Généralement, je mets un instrumental dans tous mes albums. Et je choisis une musique qui est connue du peuple malien. C’est aussi l’occasion pour moi de dire à la jeune génération de ne pas oublier notre identité culturelle.

Vous chantez en bambara, mais cela ne vous empêche pas de faire recours à d’autres langues. Je pense à « Takamba », chanté en sonrhaï, mais aussi à deux titres de Kharifa. « Forever », que vous chantez en anglais, mais aussi « Mandé », qui est en langue dogon.  Qu’est-ce qui explique ce multilinguisme ?

Ce sont des choix qui ont des  justifications. Prenez Mandé, par exemple, qui est une reprise de mon dernier album « Sôo ». Dans Kharifa, j’y ai ajouté des sonorités dogons, en raison des conflits intercommunautaires (Peuls et Dogons, ndlr) au centre. Et l’histoire raconte que le peuple dogon qui vit au centre du Mali, sur les falaises de Bandiagara, viendrait  du Mandé. Les deux populations se sont brassées à travers le temps. Et dire qu’aujourd’hui elles s’entretuent. Je n’y crois pas et si cela arrivait c’est qu’il y aurait anguille sous roche. Je pense qu’il y a un bras manipulateur.
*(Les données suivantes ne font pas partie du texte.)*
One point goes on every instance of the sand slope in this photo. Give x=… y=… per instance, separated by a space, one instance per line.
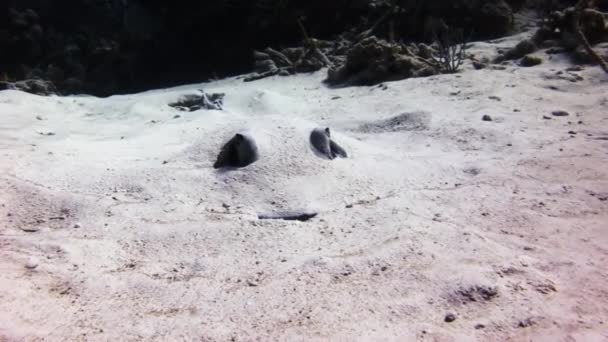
x=502 y=223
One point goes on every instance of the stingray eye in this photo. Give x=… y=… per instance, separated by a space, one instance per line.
x=239 y=151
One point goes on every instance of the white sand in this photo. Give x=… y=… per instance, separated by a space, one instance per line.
x=130 y=248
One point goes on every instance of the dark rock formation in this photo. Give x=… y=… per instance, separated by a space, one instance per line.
x=105 y=47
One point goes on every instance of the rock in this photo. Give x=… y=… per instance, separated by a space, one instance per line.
x=560 y=113
x=523 y=48
x=31 y=263
x=530 y=61
x=495 y=18
x=528 y=322
x=32 y=86
x=30 y=229
x=240 y=151
x=373 y=61
x=203 y=100
x=581 y=55
x=479 y=65
x=449 y=318
x=477 y=293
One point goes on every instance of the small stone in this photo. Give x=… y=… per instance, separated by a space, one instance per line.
x=560 y=113
x=31 y=263
x=530 y=61
x=528 y=322
x=479 y=65
x=449 y=318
Il y a des spécialistes pour cela et c’est facile de créer la zizanie. Dans « Forever », j’utilise l’anglais pour m’adresser à mes fans de par le monde, pour les remercier et rendre grâce à Dieu pour leur présence et leur accompagnement de toujours, depuis 26 ans.

Après le concert dédicace, quels sont vos projets ?

Je dois me rendre en Allemagne pour quelques sorties médiatiques. Cependant, c’est vraiment début 2020 que je ferai beaucoup de tournées. Pour l’heure, j’ai un concert ici, à l’hôtel Maaya, dans la nuit du 31 décembre.